WP4: My WRIT340 Writing Journey

Marlasia ("Sugies") Hewett
Writing 340
Published in
4 min readDec 9, 2023

My writing journey this semester was incredibly rewarding. I was able to dedicate the entire semester to learning about my introverted identity and the ways in which it impacts various aspects of my life. I learned new things about introverts and gained clarity around topics for which I previously had a limited amount of knowledge. Specifically, I explored introverted people’s mindsets, relationship building, and mental health. I wanted to learn about these factors because, over the past couple of years especially, being an introvert has become an increasingly more prevalent aspect of my identity. I have been noticing certain things about my mental wellbeing, the way I view and form friendships, and my ever-growing desire to access calming and solitary spaces. I recognized these behaviors and was curious about how closely they correlate with me being an introvert.

My primary way of exploring this topic was by conducting an ample amount of research. My sources range from scientifically-backed articles to TikTok videos, and I found that each source offered a unique perspective. The personal anecdotes from introverts on TikTok were just as significant and valuable, if not more, than the nonfiction books written by esteemed authors. My second writing project was when I conducted the most research. I had never written an annotated bibliography before this class, but after I figured out how to do it, I really enjoyed the process. It was a great way for me to organize my sources and ideas for the next writing project, and I will definitely use it as a method of preparation when writing in the future.

Upon starting my writing journey this semester, I was looking for answers, but I wasn’t sure where those answers would lead me or how I would feel once I discovered them. This was a little bit daunting, especially when it came to the mental health research for WP2 and WP3, but ultimately I was comforted by what I learned. With each new bit of knowledge I gained, whether it revealed something favorable or unfavorable about being an introvert, I automatically became better equipped to access my most fulfilling lifestyle. By this I mean that, with each source I engaged with, I gained more understanding of what it means to be an introvert and how that translates into the external world. Whether I discovered something good or bad about introverted tendencies, I felt justified in my experiences and became more qualified to make informed choices about how to manage my innate way of existing.

Moreover, I had an epiphany this semester. I learned a number of new things, but there was one phrase that especially stood out to me: selectively social. For the longest time, I was labeled as “antisocial” by people who apparently didn’t understand me or my personality type. Even so, I thought they were right. I accepted the label, and I internalized it. However, after conducting extensive research this semester, I learned that I am actually selectively social, as most introverts are. Antisocial is a personality disorder that rejects and detests the company of others. Contrastingly, being selectively social means that a person is intentional about the relationships they choose to develop, not that they are incapable or disturbed by building connections. This phrase immediately resonated with me because I realized that I do enjoy meeting new people, and I do enjoy making new friends, but only when these relationships add value and meaning to my life. Relationships such as these are few and far between, which is one of the reasons why most introverts also have small social circles.

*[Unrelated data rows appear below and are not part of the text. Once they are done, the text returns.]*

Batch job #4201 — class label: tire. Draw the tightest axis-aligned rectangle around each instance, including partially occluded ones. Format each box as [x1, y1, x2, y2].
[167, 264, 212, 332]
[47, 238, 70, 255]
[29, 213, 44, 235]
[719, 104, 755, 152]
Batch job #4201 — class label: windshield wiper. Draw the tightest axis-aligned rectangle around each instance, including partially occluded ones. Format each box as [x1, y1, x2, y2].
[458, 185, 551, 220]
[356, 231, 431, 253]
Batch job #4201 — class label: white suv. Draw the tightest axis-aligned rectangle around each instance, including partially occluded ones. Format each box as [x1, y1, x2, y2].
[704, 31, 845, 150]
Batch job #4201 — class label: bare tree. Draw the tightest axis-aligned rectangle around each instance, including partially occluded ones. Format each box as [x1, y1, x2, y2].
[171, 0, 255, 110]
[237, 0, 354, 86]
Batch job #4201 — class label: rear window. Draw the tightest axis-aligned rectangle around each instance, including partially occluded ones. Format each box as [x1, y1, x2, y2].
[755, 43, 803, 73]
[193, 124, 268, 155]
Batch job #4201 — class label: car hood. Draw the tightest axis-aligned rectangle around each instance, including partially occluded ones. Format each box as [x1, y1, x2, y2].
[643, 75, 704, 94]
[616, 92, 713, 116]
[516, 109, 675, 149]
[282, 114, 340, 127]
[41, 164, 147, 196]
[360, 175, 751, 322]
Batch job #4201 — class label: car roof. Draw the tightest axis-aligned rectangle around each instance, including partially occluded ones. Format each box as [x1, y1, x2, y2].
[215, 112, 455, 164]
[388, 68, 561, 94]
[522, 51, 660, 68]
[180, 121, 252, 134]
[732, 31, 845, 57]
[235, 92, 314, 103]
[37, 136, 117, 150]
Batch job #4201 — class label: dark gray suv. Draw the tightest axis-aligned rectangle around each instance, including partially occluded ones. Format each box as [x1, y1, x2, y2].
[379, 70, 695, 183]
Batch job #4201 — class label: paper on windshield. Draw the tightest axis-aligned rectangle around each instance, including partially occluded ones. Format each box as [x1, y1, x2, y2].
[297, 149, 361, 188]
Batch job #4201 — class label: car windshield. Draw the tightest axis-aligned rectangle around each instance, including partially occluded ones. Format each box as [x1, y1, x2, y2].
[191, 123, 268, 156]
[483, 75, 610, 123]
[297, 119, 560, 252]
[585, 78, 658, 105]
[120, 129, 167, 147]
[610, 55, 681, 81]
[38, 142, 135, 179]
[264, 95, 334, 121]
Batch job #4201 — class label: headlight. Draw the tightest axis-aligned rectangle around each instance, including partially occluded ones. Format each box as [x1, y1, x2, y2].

Additionally, I have never used Medium outside of my USC WRIT classes. In a way, it feels like the stakes are higher and it makes me want to be a better writer. I say this because, when I was writing this series of essays on introverted personality traits, I knew that there was a possibility that other introverts could read my work. I am hoping that, if they do, they can find comfort in the discoveries that I made because I made them for all of us, not just for me. I am also hoping that they’ll realize — if they haven’t already — that, while their experiences are unique, they are not strange. Rather, they are common and justified, and in cases like our susceptibility to a diminished mental wellbeing, knowledge is power. Knowing what is happening and why it’s happening allows us to be in control. It allows us to take precautionary measures to ensure that if we feel like we’re heading towards a dark place, then we can pull ourselves out of it before it’s too late.

I was fortunate enough to take this writing class with a professor who I’ve had before, and I’m very grateful for that. Throughout this semester, he gave his students the freedom to write about a topic that we were interested in and/or personally invested in. This made the entire process increasingly more rewarding and fulfilling. It gave the projects a sense of purpose that I believe would’ve been absent had we been given a specific topic to write about. Moreover, having autonomy over my writing makes it enjoyable for me. I really appreciate this because I genuinely believe that if I was forced to write about a topic that I had zero interest in, it would take the fun out of writing and would make me resent the process. I hope that I never come to resent writing because I’ve loved it since I was a young girl and expect to continue loving it. Writing plays a huge part in my life and professors like Dissinger help nurture and refine the passion.